Der Morgen bleichte die Flocken hinter den Scheiben – denn immer noch schneite es –, als Mistris Jessop den Bericht beendet hatte und das Zimmer des jungen Lords verließ. Drei Stunden später traf er sie in der Halle. Sie hatte Feuer im Kamin angemacht und stellte eben für ihn das Frühstück auf den Tisch. Während er den Imbiß einnahm, plauderte sie mit ihm und goß aus einer zinnernen Kanne Wasser auf das Pomeranzenbäumchen und die Tulpen Murdac's.

Dann setzte sich Seymour an ein Lesepult in der Bibliothek. Mistris Jessop aber begab sich ins Erdgeschoß, das Mittagessen zu rüsten.

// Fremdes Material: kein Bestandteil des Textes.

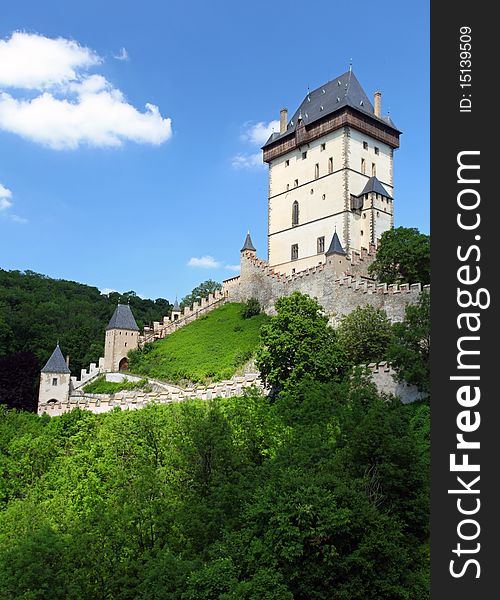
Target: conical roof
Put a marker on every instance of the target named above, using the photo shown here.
(374, 185)
(335, 246)
(122, 319)
(56, 363)
(248, 245)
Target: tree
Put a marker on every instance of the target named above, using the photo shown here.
(409, 351)
(298, 341)
(364, 334)
(200, 291)
(403, 256)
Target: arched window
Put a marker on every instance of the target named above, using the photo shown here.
(295, 213)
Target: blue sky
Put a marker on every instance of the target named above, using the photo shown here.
(129, 132)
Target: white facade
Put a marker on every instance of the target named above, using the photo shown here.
(320, 177)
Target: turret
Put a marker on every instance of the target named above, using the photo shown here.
(176, 311)
(122, 335)
(55, 379)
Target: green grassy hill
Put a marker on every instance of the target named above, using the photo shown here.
(209, 349)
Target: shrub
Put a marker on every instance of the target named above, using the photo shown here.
(250, 309)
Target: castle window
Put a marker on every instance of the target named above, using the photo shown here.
(295, 213)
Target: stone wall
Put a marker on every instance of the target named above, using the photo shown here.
(132, 400)
(383, 376)
(337, 295)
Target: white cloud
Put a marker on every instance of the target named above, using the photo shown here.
(32, 61)
(122, 55)
(6, 204)
(205, 262)
(73, 108)
(247, 161)
(259, 133)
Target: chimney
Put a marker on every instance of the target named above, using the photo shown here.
(283, 119)
(377, 100)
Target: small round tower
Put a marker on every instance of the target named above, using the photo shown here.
(55, 379)
(122, 335)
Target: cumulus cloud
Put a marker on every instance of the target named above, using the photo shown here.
(255, 134)
(73, 107)
(258, 133)
(205, 262)
(5, 198)
(122, 55)
(248, 161)
(32, 61)
(6, 204)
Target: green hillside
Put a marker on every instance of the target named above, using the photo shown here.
(209, 349)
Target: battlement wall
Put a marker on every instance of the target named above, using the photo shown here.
(188, 315)
(132, 400)
(338, 295)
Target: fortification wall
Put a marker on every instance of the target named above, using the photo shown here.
(337, 295)
(188, 315)
(133, 400)
(383, 376)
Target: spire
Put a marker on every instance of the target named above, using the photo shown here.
(248, 245)
(56, 363)
(122, 319)
(335, 246)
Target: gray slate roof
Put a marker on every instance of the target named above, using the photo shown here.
(335, 246)
(338, 93)
(374, 185)
(122, 319)
(56, 363)
(248, 245)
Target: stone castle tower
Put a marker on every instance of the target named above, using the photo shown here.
(330, 170)
(122, 335)
(55, 378)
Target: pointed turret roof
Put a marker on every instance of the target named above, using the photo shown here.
(56, 363)
(338, 93)
(248, 245)
(335, 246)
(122, 319)
(374, 185)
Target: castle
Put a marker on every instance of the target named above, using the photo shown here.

Die Tür des Bibliothekzimmers war offen geblieben, so daß Seymour vom Lesepult aus die Halle und auch die Treppe überblicken konnte. Eine Weile schrieb er an einem Verzeichnis der Bücher, damit Murdac, falls er plötzlich zurückkehren sollte, ihn bei der Arbeit finde. Dann versank er in Träumereien, die jedoch mit Träumen keine Ähnlichkeit hatten, weil nicht Schlaf, sondern Überwachheit sie hervorrief. Geschärft waren seine übernächtigen Sinne und gaben sich genießerisch der Umwelt hin. Wie eigenartig roch die Luft des Schlosses. Schon bei seiner Ankunft tags zuvor war ihm das aufgefallen, wenn er auch jetzt erst darüber nachsann. Von Narden und Aloe in den Haarflechten einstiger Königsbuhlen, von feenhaften Festen, von vergessenen Lieblichkeiten und Grausamkeiten war ein Hauch verblieben in diesem Welkblättergeruch ... Wie herrlich wogte hinter den Fenstergittern das aus Schneeflocken gewobene Laken und tauchte alle Gegenstände in ein Silberlicht.

Und in Silberlicht getaucht zeigte sich seinen hungrigen Augen plötzlich Lady Arbella oben auf der Treppe. Sie schaute wie forschend über das Geländer in die Halle hinab, sie schien sich vergewissern zu wollen, daß sie unbeobachtet sei. Und da sie ihn, den das Pult verdeckte, nicht sehn konnte und niemand sonst in der Halle war, kam sie die Treppe herab.

Aus Furcht, sie zu verscheuchen, rührte er sich nicht. Eine knabenschlanke, kindliche Diana, dachte er und lächelte. Hunde zerrissen Aktäon ... Was wird mir geschehn?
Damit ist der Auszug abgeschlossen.